An integration platform is a piece of computing software that brings together otherwise disconnected services and applications. Most commonly used in business environments, an integration platform connects the business on a software level, creating an integrated enterprise system. The goal is to bring together all of the different software areas, ensuring that data remains consistent from one area of the business to the next. Additionally, an integration platform should ease data mining procedures and enforce a strict level of security across the entire network.

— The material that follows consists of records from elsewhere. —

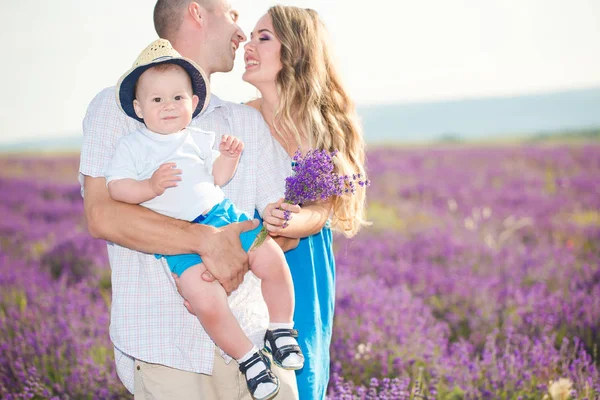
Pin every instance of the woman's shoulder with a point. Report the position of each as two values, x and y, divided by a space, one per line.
254 103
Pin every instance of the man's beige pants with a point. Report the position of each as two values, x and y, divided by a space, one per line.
157 382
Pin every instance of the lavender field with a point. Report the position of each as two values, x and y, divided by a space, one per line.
479 279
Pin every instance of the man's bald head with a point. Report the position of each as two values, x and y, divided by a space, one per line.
168 15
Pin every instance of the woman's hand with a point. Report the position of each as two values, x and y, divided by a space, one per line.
274 216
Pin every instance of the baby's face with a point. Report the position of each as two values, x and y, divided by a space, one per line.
165 100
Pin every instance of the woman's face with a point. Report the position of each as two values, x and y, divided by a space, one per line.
262 54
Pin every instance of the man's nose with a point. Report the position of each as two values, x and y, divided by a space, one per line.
240 34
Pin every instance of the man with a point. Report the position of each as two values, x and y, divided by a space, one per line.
161 351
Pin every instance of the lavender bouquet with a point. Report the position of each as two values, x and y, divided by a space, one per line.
314 179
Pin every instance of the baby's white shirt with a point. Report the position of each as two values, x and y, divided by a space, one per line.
140 153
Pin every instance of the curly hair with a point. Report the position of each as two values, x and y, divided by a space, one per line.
314 105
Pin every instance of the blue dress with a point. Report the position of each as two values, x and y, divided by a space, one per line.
313 271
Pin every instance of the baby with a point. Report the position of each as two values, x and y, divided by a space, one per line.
171 168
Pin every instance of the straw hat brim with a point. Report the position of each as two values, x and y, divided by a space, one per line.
126 85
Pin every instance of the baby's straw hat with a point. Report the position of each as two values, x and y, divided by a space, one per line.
160 52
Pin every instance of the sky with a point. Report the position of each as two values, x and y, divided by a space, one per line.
59 54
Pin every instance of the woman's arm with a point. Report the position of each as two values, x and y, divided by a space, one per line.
309 220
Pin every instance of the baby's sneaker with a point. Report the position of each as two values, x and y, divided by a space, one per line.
282 345
262 382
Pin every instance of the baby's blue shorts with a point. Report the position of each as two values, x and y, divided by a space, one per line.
220 215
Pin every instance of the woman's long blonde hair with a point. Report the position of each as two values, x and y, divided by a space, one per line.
313 104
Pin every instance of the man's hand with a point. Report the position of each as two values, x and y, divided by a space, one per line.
224 257
164 177
231 146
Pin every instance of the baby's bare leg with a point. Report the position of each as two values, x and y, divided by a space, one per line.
209 302
268 263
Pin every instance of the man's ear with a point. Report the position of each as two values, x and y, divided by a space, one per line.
197 12
137 108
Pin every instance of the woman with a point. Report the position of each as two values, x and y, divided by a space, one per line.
302 99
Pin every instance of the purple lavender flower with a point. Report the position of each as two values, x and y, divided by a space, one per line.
314 178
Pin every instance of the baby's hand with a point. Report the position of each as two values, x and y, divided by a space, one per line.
231 146
164 177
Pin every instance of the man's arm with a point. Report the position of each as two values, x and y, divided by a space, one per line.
132 191
140 229
136 227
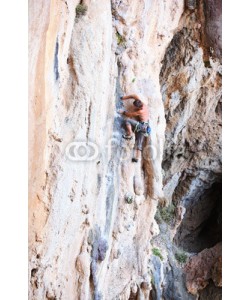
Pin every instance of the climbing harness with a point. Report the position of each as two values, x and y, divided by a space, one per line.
143 127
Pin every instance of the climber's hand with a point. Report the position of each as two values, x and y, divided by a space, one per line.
121 111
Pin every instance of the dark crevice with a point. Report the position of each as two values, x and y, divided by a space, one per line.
201 226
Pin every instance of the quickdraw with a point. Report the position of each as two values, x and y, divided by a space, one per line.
143 127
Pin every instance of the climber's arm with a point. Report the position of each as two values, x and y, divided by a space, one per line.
131 114
129 97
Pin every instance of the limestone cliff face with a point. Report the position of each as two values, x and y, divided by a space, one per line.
92 227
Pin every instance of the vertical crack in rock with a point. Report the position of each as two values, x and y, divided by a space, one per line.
190 215
56 60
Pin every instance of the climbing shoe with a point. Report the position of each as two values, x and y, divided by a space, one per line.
127 137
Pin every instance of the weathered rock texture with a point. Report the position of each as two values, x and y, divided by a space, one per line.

Lacking a working integration platform is a classic case of the right hand not knowing what the left is doing. Unless all systems in the business are brought together under the same umbrella, data inconsistencies can easily appear across the network. For example, if the billing and accounting departments are not connected through an integration platform, employees must enter data into the system twice: once during billing and once into the accounting programs. This increases the risk of error, as two separate employees can easily make incorrect entries into the system. Furthermore, unless someone is actively monitoring and comparing both systems against one another, these errors can easily go unnoticed for long periods of time.
With an integration platform connecting the different subsystems of the business, much of the possibility for error is removed, as all of the information in the business will be contained in one central location. Now, making two separate entries is no longer necessary; as soon as the information is entered into the computer it exists in both the billing and accounting departments. If a mistake is made during the entry, there are now two different sets of individuals that can detect and correct the error, as both departments will be looking at the same incorrect piece of information. This allows them a better chance of finding the error and fixing it before it becomes a potentially serious problem.
Integration platforms also enforce consistency in security and data mining. Since everything is uniform across the network, employees will have one fixed security clearance level, avoiding problems where an employee might be able to log in to two different systems at once. Data mining--the process of analyzing data to find trends--is also made easier because all of the data for the business is connected together in one central location, making it far easier to pull up any needed files.